Solving $x^3+x-\epsilon = 0$ with iteration

Question

I'm trying to solve $x^3+x-\epsilon = 0$ using the iteration method. From the equation, I have $x_{n+1} = (\epsilon-x_n)^{1/3}$. My question is how can I choose a reasonable $x_0$? When $\epsilon = 0$, the 3 roots of the equation are $0, i $ and $-i$. But I don't think any of them should be used as an initial guess.

Update:

As suggested in the answers, when $\epsilon$ is positive and approaches $0$, the real root of this function also approaches $0$. If we set $x_0 = 0$, then $x_1 = \epsilon^{1/3}$, $x_2 = (\epsilon-\epsilon^{1/3})^{1/3}$, etc. As $\epsilon\rightarrow0^+$, $x\rightarrow0$. It looks like $x$ becomes a function of $\epsilon$. How do we find the asymptotic expansion of this root? For the imaginary roots, should I repeat similar procedures?

Answer 1

You can use the exact roots of the unperturbed equation as initial guesses, and if your iteration is selected appropriately then you will have convergence to the corresponding root of the perturbed equation for small enough $\epsilon$.

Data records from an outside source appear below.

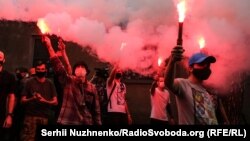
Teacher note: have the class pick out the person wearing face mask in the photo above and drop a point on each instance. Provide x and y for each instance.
(160, 104)
(195, 104)
(118, 112)
(7, 100)
(80, 103)
(38, 97)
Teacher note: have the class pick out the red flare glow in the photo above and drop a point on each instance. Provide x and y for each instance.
(202, 43)
(181, 7)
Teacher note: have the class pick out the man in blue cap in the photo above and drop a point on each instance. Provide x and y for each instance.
(195, 104)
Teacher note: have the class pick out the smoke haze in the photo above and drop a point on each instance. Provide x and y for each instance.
(148, 27)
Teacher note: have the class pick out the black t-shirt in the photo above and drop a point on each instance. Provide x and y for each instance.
(7, 86)
(47, 91)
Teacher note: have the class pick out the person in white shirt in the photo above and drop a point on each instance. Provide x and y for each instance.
(118, 113)
(161, 113)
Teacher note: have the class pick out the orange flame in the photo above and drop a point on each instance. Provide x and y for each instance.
(202, 43)
(159, 61)
(41, 23)
(181, 7)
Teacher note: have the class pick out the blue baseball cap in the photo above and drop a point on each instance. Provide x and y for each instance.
(200, 57)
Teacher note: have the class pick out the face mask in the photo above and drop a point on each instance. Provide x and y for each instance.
(118, 75)
(202, 74)
(40, 74)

In fact, starting with the solutions to the unperturbed problem is the normal thing to do in a "regular" perturbation problem like this (where the number of solutions is the same when $\epsilon=0$ as otherwise). Problems where that can't be done are called "singular".

It's worth trying the iteration that you proposed especially for $x_0=0$; something interesting happens.

Answer 2

$f(x)=x^3+x-\epsilon$ is clearly an increasing function. So, the equation $f(x)=0$ has one real root. Assuming $\epsilon>0$, this root must be positive, since $f(0)=-\epsilon<0$.

Due to the intermediate value theorem, there is an integer $N\geq 0$ such that this root is in the interval $(N,N+1)$ where $f(N)<0$ but $f(N+1)>0$. Choose the starting point of your fixed point iteration as $x_0=N+1.$

I started with $x_0=3$ for $x^3+x-20=0$ and $x_5=x_6=...$ according to WA: https://www.wolframalpha.com/input?i=%2820-2.5917%29%5E%281%2F3%29

But of course the root is not 2.5917. At this point it is better to choose a new initial. Maybe $x_0=2.59171$.

Answer 3

For the real root, the simplest way is to write $$x=\sum_{n=1}^p a_n\, \epsilon^n$$ Expand it and cancel coefficients.

You should get $$x=\epsilon -\epsilon ^3+3 \epsilon ^5+\cdots$$

If you contiue for more terms and identify the patterns $$x=\sum_{n=1}^p (-1)^{n+1}\binom{3 (n-1)}{n-1}\frac {\epsilon^{2n-1}}{2n-1}$$ If $p\to \infty$ $$x=\frac{2}{\sqrt{3}}\sinh \left(\frac{1}{3} \sinh ^{-1}\left(\frac{3 \sqrt{3} }{2} \epsilon\right)\right)$$ which is the exact solution for any value of $\epsilon$.

You could have found it using the hyperbolic method for one real root in cubic equations.